Test Cricket Can’t Survive on Charity

Writes Mukul Kesavan,

No, doomsayers like me don’t dislike Twenty20 or the IPL: we’re scared that they’ll make our cricketing passions obsolete. As we fret about the future of the four-innings game (Will the Ranji Trophy survive? How will we nurture future Test cricketers if it doesn’t?), it might help if we begin by recognising that we aren’t alone. Historically, what is happening to cricket today has happened to other forms of entertainment – music, for example – in the past.

People who prefer Test cricket to the limited-overs forms of the game are often called “purists”. This is the wrong term: fans of Test cricket don’t see the long game as the “pure” form of the game; they think of it as the classical form. It is classical because it is a codified, cultivated form of the game, distinct from both local/popular/primitive forms of bat-and-ball games as well as modern abridged variants such as ODIs and Twenty20. Classical also in the sense of being authoritative and definitive.

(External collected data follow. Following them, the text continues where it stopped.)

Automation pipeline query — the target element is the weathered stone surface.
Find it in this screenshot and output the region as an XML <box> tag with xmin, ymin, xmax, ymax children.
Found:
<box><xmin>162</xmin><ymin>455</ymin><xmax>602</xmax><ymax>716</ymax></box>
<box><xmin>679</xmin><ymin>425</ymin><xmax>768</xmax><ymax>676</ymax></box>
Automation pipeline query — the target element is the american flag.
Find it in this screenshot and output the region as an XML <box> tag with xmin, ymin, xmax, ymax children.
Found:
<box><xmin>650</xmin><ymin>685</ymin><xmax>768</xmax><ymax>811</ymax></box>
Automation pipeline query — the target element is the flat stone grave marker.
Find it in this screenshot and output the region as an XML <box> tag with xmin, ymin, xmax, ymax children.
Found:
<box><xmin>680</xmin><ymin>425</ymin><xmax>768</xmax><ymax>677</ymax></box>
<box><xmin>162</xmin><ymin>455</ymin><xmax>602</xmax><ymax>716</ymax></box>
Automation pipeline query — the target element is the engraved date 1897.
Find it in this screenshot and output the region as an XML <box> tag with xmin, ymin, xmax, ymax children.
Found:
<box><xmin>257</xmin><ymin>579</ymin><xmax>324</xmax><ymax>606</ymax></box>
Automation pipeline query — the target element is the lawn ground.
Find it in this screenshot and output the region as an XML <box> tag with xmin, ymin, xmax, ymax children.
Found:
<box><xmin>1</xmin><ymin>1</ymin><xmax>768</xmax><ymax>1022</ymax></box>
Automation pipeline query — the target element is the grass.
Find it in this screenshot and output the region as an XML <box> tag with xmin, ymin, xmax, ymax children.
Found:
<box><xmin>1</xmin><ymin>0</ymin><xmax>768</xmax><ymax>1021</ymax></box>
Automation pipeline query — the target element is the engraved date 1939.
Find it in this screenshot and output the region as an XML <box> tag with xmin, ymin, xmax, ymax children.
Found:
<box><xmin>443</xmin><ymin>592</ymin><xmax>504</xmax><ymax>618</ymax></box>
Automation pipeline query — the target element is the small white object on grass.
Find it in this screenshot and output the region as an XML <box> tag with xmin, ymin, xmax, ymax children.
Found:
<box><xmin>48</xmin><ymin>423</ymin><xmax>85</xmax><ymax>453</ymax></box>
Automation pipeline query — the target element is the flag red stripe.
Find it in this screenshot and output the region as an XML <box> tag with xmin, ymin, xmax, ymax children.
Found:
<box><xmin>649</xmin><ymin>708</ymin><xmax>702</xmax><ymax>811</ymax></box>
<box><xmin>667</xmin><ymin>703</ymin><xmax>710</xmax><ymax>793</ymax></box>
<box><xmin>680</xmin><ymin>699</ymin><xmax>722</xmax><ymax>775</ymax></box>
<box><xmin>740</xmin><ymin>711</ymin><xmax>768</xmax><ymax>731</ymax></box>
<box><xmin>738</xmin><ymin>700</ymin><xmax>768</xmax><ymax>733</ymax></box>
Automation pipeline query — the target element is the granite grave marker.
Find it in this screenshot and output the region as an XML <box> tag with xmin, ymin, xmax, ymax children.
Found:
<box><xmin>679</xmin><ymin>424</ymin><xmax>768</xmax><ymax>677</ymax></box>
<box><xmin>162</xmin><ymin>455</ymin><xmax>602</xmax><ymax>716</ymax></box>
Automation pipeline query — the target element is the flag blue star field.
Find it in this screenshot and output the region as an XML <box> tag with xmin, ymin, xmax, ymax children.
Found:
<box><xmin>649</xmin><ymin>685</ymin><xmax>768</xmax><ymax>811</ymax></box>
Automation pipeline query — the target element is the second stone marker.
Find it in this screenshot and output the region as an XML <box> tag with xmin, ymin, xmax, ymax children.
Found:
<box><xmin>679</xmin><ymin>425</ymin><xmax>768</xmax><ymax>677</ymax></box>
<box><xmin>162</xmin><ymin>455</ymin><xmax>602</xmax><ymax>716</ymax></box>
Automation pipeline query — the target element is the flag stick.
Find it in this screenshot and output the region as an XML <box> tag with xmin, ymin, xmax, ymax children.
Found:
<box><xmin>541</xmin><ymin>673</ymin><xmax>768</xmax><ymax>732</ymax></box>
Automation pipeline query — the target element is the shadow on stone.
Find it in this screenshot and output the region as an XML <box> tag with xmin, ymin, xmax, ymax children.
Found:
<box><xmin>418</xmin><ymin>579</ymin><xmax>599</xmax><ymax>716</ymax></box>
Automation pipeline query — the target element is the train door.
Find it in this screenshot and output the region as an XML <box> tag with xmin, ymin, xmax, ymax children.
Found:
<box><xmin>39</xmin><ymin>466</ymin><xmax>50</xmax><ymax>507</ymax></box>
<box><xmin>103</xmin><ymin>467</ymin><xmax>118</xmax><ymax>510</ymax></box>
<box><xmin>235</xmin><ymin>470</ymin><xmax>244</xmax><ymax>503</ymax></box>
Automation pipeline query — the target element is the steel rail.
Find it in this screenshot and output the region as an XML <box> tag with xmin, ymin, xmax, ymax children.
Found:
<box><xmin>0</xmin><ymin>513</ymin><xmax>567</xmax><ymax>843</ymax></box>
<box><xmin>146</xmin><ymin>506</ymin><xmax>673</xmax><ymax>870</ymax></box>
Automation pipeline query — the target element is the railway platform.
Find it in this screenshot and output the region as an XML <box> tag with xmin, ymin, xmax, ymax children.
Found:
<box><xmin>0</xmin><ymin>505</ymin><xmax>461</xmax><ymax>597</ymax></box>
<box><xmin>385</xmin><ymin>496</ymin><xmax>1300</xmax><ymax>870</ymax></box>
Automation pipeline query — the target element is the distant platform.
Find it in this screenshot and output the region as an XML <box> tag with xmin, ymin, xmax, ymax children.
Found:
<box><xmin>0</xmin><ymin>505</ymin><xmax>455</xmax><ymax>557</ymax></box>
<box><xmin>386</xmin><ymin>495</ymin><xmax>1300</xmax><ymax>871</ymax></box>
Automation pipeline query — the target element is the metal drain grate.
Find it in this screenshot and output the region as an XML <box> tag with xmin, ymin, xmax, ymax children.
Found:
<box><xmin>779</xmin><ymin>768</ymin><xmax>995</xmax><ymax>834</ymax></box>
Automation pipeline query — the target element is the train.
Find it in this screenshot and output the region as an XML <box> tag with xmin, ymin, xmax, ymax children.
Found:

Rahul Dravid, for example, chose the players for Vijay Mallya’s franchise on the principle that good Test players ought to be able to play Twenty20 cricket because the four-innings form teaches the Test player a classical technique that can be turned to any purpose, a style for all seasons. He was horribly wrong (as we now know) but this was more than an individual error: it represented the collapse of the classical ideal in cricket.

Well, the fact remains that test cricket is an anachronism in today’s world. In practically no other sport, teams slug its out over five days. Sure, it gives test cricket its special flavor but that is not a sufficient reason for it to survive if people are not interested in watching it. I was skeptical of IPL’s success but by all accounts it seems to be doing well. And there is at least some degree of club loyalty: Dhoni was jeered in Mumbai. If T20 is what interests the majority of viewers and let’s face it–it is the Indian cricket fan who really matters–then so be it. No sport, no art can be kept alive perpetually by artificial means. It may be disappointing for people Like Kesavan or me for that matter, but sport cannot be elitist and popular at the same time. Cricket must deliver what its market demands. 

Two minor quibbles with Kesavan’a article. First, the analogy of classical music isn’t the most appropriate one. Classic music doesn’t need the infrastructure or investment of a test cricket. A few thousand followers, an elitist tag to attract the uppity corporates, and of course, some hugely talented and respected musicians is enough. Second, I still remain unconvinced that Bangalore’s travails can be explained only by team selection. For one, Dravid himself seems to be doing quite well. For another, it’s not as if the one day specialists–Misbah-ul-Haq and Craig White–are setting the stands on fire. And the Hyderabad team, packed with big hitters isn’t doing that well either.